Professor Marc B. Shapiro is out with his first blog post since April.
He writes: I have mentioned how R. Kook compares the Torah scholars and the masses, and how the masses have elements of natural morality that are not to be found among the scholars. This is not the only provocative distinction R. Kook makes. He also distinguishes between the great tzadikim and everyone else. These two groupings are, of course, different in many ways. Yet one of the most interesting distinctions R. Kook makes—and one can find parallels to this in Ibn Caspi and hasidic texts— is that for the elites the nitty-gritty of halakhic study can have a negative affect on their spiritual life.
…R. Kook goes so far as to say that for these elites the very practice of mitzvot is not part of their spiritual identity per se. They have, as it were, moved beyond this, and their involvement with the practical sphere of mitzvot is based on their connection to the larger world.[1] I think that this passage, from Shemonah Kevatzim 1:410, is the most antinomian in all of R. Kook’s writings. In it we also see how problematic the halakhic details of life are to the special personality who wants to soar the heights of spirituality and yet has to be involved with practical halakhic matters.

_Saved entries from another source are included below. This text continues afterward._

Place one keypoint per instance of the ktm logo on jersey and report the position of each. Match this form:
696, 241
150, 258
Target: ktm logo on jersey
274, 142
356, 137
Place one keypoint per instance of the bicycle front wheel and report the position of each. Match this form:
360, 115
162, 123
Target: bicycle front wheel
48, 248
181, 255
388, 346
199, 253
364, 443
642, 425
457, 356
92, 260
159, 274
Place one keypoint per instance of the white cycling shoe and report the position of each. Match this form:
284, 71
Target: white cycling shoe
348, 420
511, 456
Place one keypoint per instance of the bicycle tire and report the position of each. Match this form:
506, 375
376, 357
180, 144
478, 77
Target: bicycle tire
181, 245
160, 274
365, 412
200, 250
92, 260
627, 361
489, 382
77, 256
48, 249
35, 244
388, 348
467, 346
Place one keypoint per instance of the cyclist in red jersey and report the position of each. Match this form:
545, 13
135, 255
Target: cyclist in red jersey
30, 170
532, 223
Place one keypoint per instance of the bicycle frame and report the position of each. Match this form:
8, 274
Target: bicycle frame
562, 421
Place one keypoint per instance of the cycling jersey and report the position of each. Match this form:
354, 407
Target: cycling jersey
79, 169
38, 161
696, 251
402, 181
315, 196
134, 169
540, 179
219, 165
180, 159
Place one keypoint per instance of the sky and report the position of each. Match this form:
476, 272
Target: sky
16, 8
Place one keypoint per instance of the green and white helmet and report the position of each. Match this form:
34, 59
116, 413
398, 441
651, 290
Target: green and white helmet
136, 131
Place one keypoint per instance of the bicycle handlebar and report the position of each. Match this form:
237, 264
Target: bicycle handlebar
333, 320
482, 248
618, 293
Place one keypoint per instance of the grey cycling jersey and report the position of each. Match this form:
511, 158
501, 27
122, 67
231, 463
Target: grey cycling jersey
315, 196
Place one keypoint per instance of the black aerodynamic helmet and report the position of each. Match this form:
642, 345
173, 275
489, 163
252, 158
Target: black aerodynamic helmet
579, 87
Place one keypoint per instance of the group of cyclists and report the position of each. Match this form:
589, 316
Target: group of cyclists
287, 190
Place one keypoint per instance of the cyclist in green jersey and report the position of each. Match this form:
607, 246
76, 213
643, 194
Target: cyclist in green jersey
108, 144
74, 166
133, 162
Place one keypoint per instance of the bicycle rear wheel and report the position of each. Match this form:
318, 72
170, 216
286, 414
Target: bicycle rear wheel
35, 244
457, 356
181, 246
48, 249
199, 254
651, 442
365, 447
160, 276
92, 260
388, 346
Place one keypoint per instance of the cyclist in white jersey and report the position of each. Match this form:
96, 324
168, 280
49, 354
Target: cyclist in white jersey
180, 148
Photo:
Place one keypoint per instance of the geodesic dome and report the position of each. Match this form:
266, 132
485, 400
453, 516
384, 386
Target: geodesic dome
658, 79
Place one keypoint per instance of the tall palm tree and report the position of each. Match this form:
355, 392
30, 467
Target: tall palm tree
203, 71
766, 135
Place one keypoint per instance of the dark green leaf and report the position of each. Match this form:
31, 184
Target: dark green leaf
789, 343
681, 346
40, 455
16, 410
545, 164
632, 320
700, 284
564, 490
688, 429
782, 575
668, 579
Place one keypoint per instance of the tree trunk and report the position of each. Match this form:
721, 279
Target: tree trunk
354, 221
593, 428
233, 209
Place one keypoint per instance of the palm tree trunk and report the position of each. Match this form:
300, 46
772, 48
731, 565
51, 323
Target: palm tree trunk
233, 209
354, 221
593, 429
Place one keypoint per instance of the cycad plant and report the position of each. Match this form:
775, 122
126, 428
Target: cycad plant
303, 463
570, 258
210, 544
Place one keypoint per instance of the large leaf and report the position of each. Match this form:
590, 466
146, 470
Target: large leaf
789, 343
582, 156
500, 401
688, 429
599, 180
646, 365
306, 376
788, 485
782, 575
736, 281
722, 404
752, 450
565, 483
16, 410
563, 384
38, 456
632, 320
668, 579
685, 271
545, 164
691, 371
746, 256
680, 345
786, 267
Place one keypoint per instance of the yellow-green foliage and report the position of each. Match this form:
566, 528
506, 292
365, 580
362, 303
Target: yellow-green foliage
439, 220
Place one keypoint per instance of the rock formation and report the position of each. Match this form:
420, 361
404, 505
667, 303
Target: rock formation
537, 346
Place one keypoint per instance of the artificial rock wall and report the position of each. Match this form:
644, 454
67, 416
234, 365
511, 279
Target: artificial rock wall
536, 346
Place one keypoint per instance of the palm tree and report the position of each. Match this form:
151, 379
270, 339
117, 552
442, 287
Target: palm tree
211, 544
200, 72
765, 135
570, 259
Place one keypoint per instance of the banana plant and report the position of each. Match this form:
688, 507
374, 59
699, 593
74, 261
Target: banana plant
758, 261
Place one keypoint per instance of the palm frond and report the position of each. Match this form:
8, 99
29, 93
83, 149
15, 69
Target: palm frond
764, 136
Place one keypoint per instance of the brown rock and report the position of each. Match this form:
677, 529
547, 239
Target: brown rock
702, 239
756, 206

I think it obvious that R. Kook is reflecting his own personal spiritual struggle here. On the one hand, he wants to lose himself in love of and experience of God, to bind his soul with the divine. On the other hand, as a practicing rabbi he was called upon day in and day out to answer all sorts of everyday halakhic questions. One can imagine him alone in his study, enraptured in mysticism, even nearing prophetic insights, and someone comes to his door asking him to determine the kashrut of a dead chicken. With this he is brought down to the mundane halakhic world.